Why Is This Legislation Important?
This Order is important because it translates a general tourism cess policy into a concrete, event-specific compliance obligation. For the 2024 Grand Prix, it establishes a defined taxable period and a clear set of taxable transactions, including termination scenarios—meaning hotels must treat cancellation and forfeiture mechanics as part of the cess base.
From a practitioner’s perspective, the most consequential issues are (i) whether a booking arrangement falls within the definition of a taxable transaction (including the legally enforceable arrangement requirement and the Schedule premises requirement), (ii) the applicable cess rate determined by the Schedule Part, and (iii) the gross receipts calculation method, particularly where consideration involves loyalty points (“money’s worth”), complimentary arrangements, gifts, or indirect consequences of other transactions.
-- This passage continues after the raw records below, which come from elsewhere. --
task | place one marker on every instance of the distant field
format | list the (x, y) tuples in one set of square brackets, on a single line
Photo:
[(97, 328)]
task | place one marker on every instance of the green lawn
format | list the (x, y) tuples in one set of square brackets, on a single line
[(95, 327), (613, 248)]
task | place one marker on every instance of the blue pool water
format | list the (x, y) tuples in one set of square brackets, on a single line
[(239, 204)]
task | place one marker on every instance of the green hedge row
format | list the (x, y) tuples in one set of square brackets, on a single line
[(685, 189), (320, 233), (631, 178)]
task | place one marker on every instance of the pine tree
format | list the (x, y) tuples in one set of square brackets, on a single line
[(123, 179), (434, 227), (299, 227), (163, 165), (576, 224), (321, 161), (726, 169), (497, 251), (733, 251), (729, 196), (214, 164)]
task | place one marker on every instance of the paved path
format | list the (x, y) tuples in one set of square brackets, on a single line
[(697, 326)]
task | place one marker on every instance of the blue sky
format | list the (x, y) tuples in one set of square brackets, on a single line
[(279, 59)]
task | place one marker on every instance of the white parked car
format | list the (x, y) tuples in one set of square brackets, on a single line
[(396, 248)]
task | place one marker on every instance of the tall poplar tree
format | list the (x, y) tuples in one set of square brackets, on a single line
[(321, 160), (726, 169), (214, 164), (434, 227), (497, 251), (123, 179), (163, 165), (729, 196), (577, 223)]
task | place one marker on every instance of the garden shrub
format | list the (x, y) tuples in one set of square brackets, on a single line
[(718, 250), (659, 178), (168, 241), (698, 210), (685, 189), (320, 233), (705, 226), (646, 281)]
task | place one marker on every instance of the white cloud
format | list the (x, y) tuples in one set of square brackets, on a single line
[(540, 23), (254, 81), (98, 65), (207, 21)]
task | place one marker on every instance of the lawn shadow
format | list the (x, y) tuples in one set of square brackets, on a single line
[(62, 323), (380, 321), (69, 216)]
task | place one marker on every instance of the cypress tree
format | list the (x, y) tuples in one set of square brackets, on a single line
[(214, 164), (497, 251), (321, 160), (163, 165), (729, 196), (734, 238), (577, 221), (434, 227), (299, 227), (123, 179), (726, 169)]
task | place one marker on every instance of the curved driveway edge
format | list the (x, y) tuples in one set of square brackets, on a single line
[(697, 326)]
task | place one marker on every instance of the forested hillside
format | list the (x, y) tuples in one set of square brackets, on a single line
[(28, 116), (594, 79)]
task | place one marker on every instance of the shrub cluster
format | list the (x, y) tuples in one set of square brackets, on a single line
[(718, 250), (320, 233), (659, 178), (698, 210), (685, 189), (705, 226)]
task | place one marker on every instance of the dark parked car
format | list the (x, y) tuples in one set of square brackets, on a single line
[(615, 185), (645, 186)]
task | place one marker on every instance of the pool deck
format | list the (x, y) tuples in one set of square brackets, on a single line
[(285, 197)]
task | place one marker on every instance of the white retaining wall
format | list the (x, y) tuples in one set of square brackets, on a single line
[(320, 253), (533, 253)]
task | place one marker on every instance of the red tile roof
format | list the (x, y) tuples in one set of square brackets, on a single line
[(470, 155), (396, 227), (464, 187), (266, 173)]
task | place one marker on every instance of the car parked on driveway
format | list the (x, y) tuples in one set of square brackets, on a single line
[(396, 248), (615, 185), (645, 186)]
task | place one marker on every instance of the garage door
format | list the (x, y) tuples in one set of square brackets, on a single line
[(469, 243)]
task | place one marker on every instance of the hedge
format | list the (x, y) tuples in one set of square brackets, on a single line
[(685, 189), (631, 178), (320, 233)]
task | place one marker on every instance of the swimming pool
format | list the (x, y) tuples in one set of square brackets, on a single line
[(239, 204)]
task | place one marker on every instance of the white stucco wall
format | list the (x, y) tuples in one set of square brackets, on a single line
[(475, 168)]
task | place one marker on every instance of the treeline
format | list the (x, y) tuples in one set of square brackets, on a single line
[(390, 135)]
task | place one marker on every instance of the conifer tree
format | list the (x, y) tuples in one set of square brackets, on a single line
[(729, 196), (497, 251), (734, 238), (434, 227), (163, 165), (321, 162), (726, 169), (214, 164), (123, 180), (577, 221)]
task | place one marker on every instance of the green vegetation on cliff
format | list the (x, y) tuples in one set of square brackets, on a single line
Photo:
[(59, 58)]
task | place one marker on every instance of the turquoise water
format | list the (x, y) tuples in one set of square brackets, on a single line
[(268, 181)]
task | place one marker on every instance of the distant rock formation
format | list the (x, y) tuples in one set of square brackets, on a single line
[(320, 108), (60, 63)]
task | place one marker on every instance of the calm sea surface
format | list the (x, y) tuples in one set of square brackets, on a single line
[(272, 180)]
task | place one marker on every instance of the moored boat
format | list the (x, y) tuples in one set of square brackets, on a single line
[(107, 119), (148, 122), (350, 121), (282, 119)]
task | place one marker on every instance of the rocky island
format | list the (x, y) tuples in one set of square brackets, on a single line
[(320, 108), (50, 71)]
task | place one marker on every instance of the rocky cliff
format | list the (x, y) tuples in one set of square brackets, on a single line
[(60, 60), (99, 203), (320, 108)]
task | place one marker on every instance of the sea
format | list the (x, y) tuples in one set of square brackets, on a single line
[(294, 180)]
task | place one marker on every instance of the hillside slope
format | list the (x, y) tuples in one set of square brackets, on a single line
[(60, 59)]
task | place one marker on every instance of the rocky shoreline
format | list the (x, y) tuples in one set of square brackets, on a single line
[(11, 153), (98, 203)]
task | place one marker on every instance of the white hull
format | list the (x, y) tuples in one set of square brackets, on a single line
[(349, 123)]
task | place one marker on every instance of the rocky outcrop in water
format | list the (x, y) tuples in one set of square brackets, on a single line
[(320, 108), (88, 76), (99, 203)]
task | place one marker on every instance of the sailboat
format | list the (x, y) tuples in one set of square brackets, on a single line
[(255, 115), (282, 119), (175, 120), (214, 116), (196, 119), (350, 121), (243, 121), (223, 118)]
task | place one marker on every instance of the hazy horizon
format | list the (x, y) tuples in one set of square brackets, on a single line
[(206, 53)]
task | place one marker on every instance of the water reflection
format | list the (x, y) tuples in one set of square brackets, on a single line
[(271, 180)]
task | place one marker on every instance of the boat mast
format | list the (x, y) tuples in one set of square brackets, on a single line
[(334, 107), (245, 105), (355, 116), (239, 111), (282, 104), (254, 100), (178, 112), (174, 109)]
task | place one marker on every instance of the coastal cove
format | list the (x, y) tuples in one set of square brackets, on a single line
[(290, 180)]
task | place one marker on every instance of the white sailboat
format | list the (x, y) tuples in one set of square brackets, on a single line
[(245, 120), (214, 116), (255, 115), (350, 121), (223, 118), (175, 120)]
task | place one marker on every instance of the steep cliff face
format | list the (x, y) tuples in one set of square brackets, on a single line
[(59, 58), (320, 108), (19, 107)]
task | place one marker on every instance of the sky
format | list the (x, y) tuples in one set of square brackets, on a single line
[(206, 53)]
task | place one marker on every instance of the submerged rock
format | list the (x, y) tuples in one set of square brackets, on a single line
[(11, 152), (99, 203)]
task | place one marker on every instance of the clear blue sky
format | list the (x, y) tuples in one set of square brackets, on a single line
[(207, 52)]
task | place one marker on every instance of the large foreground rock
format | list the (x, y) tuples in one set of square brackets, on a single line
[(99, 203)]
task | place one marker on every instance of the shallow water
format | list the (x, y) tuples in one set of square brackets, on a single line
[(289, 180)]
Finally, the infectious disease carve-out in Section 5(2) is a compliance safeguard. It signals that not all accommodation provided during the taxable period is automatically subject to cess—where accommodation is provided under infectious disease orders and meets the specified public-purpose conditions, cess may not be payable. Hotels and contractors should therefore maintain documentation showing the legal basis for such accommodation and the relevant designation or party status.
Related Legislation
- Singapore Tourism (Cess Collection) Act 1972 (authorising framework for event-specific cess orders)
- Hotels Act 1954 (definition of “hotel”)
- Infectious Diseases Act 1976 (infectious disease orders referenced for exclusions, including COVID-19-related orders)
Source Documents
This article provides an overview of the Singapore Tourism (Cess Collection) (Formula 1 Singapore Airlines Singapore Grand Prix 2024) Order 2024 for legal research and educational purposes. It does not constitute legal advice. Readers should consult the official text for authoritative provisions.